# Can't seem to study anymore



## StarryNight

Just wondering if anyone else has ever dealt with this. I'm in my second year of university, and up until now, I've been an A student. I've been feeling pretty depressed on and off during my entire university experience, but I always managed to still put in the effort to study/keep up with readings, etc.

My motivation started to go downhill a little by the end of last semester but I figured that would change again after the month long Christmas break. It only got worse. It's like a switch has been flipped - I skip class, retain absolutely nothing from lectures when I do go, but worst of all, I can't study. Like I try, and it just doesn't work. It's almost as if I can't physically force myself to do it. My motivation is absolutely non-existent, and I'm afraid I might actually fail this semester. I'm thinking it's probably a side effect of depression, which these days, seems to be more my problem than actual SA. So does anyone have any tricks that they use to remotivate themselves?


----------



## IdontMind

Get as much sleep as possible.
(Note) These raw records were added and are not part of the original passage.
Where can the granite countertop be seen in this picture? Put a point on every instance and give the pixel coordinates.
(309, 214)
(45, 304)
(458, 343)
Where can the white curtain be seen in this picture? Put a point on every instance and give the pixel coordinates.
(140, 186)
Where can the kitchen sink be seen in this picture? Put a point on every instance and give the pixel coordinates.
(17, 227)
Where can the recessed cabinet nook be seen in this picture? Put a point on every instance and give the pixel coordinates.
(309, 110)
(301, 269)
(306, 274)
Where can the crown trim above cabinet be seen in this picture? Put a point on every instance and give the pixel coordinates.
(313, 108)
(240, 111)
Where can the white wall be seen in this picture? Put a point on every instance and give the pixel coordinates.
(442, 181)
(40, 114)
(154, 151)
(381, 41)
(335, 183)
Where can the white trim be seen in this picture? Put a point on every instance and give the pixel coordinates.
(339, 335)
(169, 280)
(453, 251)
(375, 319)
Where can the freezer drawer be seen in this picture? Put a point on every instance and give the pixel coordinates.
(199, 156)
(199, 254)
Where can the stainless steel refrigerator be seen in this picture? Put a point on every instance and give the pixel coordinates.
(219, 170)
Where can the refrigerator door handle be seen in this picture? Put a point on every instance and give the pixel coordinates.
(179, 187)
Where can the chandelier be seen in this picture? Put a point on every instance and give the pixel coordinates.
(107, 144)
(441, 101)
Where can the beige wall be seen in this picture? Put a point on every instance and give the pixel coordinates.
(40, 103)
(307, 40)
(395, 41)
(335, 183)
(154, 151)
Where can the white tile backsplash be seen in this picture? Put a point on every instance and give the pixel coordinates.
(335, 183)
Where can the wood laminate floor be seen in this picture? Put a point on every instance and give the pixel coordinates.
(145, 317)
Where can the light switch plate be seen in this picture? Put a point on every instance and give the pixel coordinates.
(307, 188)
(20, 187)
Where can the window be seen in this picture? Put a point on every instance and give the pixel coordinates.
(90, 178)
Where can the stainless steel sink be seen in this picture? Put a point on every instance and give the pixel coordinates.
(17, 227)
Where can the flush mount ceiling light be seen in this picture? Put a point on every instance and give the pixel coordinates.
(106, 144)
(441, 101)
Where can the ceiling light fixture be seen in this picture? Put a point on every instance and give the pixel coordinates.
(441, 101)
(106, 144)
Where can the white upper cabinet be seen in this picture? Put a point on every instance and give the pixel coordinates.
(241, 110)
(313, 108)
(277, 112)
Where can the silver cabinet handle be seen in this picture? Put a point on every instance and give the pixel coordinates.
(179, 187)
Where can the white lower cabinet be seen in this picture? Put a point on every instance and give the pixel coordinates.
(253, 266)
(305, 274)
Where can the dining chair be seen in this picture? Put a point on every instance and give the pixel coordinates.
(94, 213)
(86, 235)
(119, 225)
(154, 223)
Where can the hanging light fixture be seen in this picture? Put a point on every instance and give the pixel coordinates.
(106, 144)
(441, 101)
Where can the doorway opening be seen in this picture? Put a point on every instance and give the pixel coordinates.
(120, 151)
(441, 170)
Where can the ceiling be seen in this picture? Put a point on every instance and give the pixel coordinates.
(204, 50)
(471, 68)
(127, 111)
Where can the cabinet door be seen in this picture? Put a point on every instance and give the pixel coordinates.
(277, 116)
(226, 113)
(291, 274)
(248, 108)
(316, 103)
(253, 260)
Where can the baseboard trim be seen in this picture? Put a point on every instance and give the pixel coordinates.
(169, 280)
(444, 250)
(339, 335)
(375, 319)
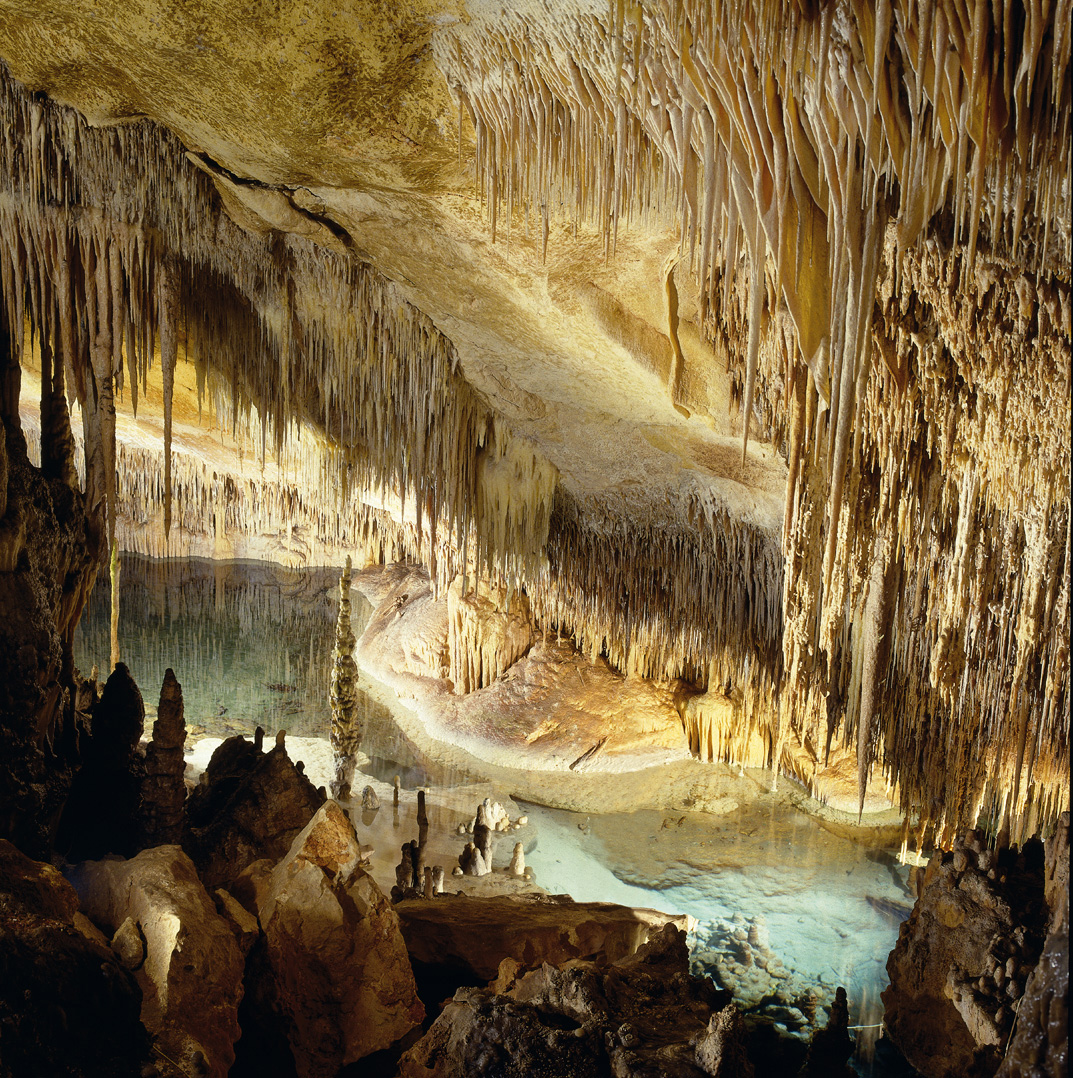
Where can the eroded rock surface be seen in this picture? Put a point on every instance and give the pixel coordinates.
(1040, 1045)
(475, 935)
(643, 1016)
(250, 805)
(68, 1008)
(333, 957)
(191, 975)
(962, 958)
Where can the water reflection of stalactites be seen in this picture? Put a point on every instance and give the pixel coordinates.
(251, 646)
(249, 641)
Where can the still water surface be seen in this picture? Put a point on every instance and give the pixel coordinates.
(251, 645)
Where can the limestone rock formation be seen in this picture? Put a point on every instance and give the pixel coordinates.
(346, 722)
(67, 1005)
(642, 1016)
(962, 959)
(250, 805)
(163, 789)
(101, 816)
(341, 982)
(191, 976)
(475, 935)
(1040, 1045)
(484, 639)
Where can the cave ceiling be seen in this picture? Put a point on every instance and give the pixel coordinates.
(531, 265)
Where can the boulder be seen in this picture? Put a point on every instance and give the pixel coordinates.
(68, 1008)
(249, 805)
(191, 972)
(640, 1018)
(341, 979)
(1040, 1046)
(962, 958)
(472, 936)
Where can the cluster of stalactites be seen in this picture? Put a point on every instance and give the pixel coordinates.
(114, 250)
(807, 153)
I've suffered from the same problem for a long time. Get rid of depression and you beat it, other than that I'm not sure. Try to keep your energy levels high by eating every 3 hours, and eat healthy as well..


----------



## iNeedtoRelax

Same problem. No answer yet.


----------



## kindness

It makes me so sad  Why can't I study. My interest never really lasts.. I think its just our bodies telling us something is wrong :/ 

I try recording my lectures


----------



## StarryNight

@IdontMind: Thanks for your suggestion, though unfortunately I don't think sleep is the problem - I get waaay too much sleep if anything.
@everyone else: I guess this is a common problem for people with depression. Here's hoping we can all pull out of it somehow.


----------



## Brasilia

yeah same here i'm trying to do a dumb essay right now like i've been doing all week and i have another straight after this

what kind of life is that?


----------



## StarryNight

Brasilia said:


> what kind of life is that?


Haha, I ask myself this question on a daily basis.


----------



## tpraja

Pray well God help you:boogie

Read SEO News http://www.palanivelraja.com/seo-news


----------



## Marooned

I have found that severely restricting my use of the internet works wonders for restoring focus. The web is a medium of distraction, filled with dross and trivia of every sort that places an enormous demand on the attention of the user and leaves him or her with muddled and superficial thinking. For me, just sitting down in front of the screen after a long absence induces a perceptible shift in my state of mind, from calm and focused to frenzied and wandering. I find it difficult to even read text on the screen any longer, as my mind has been conditioned to quickly skim and move on to the next link or site. A few hours wasted on this will often trigger a depressive episode, which leads to further loss of motivation. It is an entirely different experience from sitting down with a book or printed article and being able to immerse myself in a sustained narrative without interruption. 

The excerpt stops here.